The author speculates that this was just a hash collision. Seems like the most plausible scenario in this case.

m-p-3 · on Feb 19, 2022

Seems like only comparing a checksum is a recipe for disaster, especially when hosting an enormous amount of files. Comparing checksum (or multiple checksums) and file size would drastically reduce the amount of false-positives.

DoctorOW · on Feb 20, 2022

Googling DS_Store it contains the folder customization metadata which backs up my first instinct. These are almost certainly identical byte for byte recreations of DS_Store with probably default settings.

aasasd · on Feb 19, 2022

Neither hashes nor file sizes are how copyright works—I don't make a work free by adding a space to it. So it would be a bit weird if Google implemented it that way. Rolling hashes—maybe.

It's a pity that we don't get to see the supposed ‘copyright holder’ like on YouTube—it would add nicely to the bureaucratic surrealism.

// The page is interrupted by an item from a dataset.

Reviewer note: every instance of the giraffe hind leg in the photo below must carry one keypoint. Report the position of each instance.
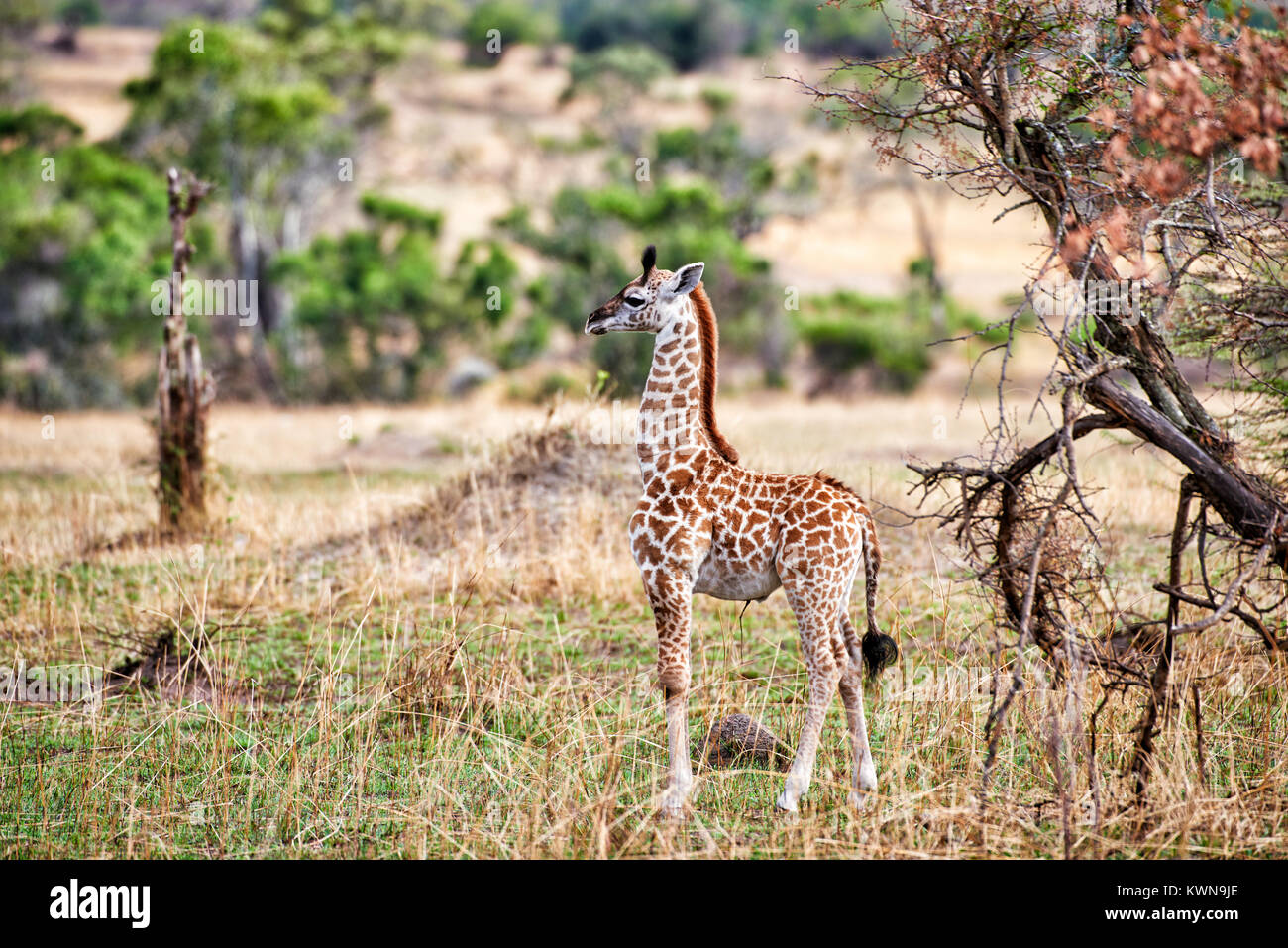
(816, 629)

I wonder if the Docs team saw how great and flawlessly YouTube's ‘Content ID’ works, and implemented about the same. And now they match files against some clerk's entire disk that was uploaded into the system.

notRobot · on Feb 19, 2022

Hey, maybe don't do hash checks on files less than 1KB in size? It's not difficult to solve.

gruez · on Feb 19, 2022

What hash are they using? CRC32/CRC64? Even md5 shouldn't produce collisions unless you're actively hunting for them.

notreallyserio · on Feb 19, 2022

I'd be kind of shocked if that was the case. Either it means that Google isn't also comparing file sizes or that whoever is creating these tiny DS files/one-byte files is incredibly lucky matching tiny copyrighted material.

LorenPechtel · on Feb 19, 2022

Then use a bigger hash!

m-p-3 · on Feb 19, 2022

> but the people working at tech companies really seem to believe that computers can do no wrong.

They confuse the computer being wrong with making a mistake.

The computer doesn't make a mistake, it does as it's told, but that doesn't mean what it's told to do isn't wrong.

hypertele-Xii · on Feb 20, 2022

You seem to be under the false belief that computers are actually infallable. They're not. Cosmic rays routinely flip bits in computers' memories, causing all kinds of one-off bugs and mistakes to happen.

kop316 · on Feb 19, 2022

About a month ago, it was found files containing a "1" were flagged too.

https://news.ycombinator.com/item?id=30060405

Terretta · on Feb 19, 2022

From the article:

Last month, Google Drive users were left baffled on seeing their nearly empty files being erroneously flagged for violating the company's copyright infringement policy.

These text files contained nothing other than numbers like 0, 1, 173, 174, 186, and a few others.

Ansil849 · on Feb 19, 2022

Did Google ever issue a public explanation of what caused this, let alone an apology?

arch-ninja · on Feb 19, 2022

Would a "tax on bad decisions made by company & company's tools" be appropriate in the 21st century? I don't think you can sue an algorithm these days, but having the legal step to say that "whatever a company's tool decides, the company has also (legally) decided" would help solve many of these problems. You'd have to run these by legal before shipping.

colejohnson66 · on Feb 19, 2022

The problem isn’t necessarily this. ML based moderation is basically required at this scale. The problem is that the appeals processes don’t work, and the companies do nothing to fix it; they always treat the computer as infallible.

blitzar · on Feb 20, 2022

Imagine this being the last strike on your account and a computer somewhere deletes your files, emails, videos etc then bans you for life and with no explanation, except violated one of the 1000's of ToS and no chance of human review ever ...

aaomidi · on Feb 19, 2022

Honestly wish Google stuck to being reactive about copyright violation, rather than proactive.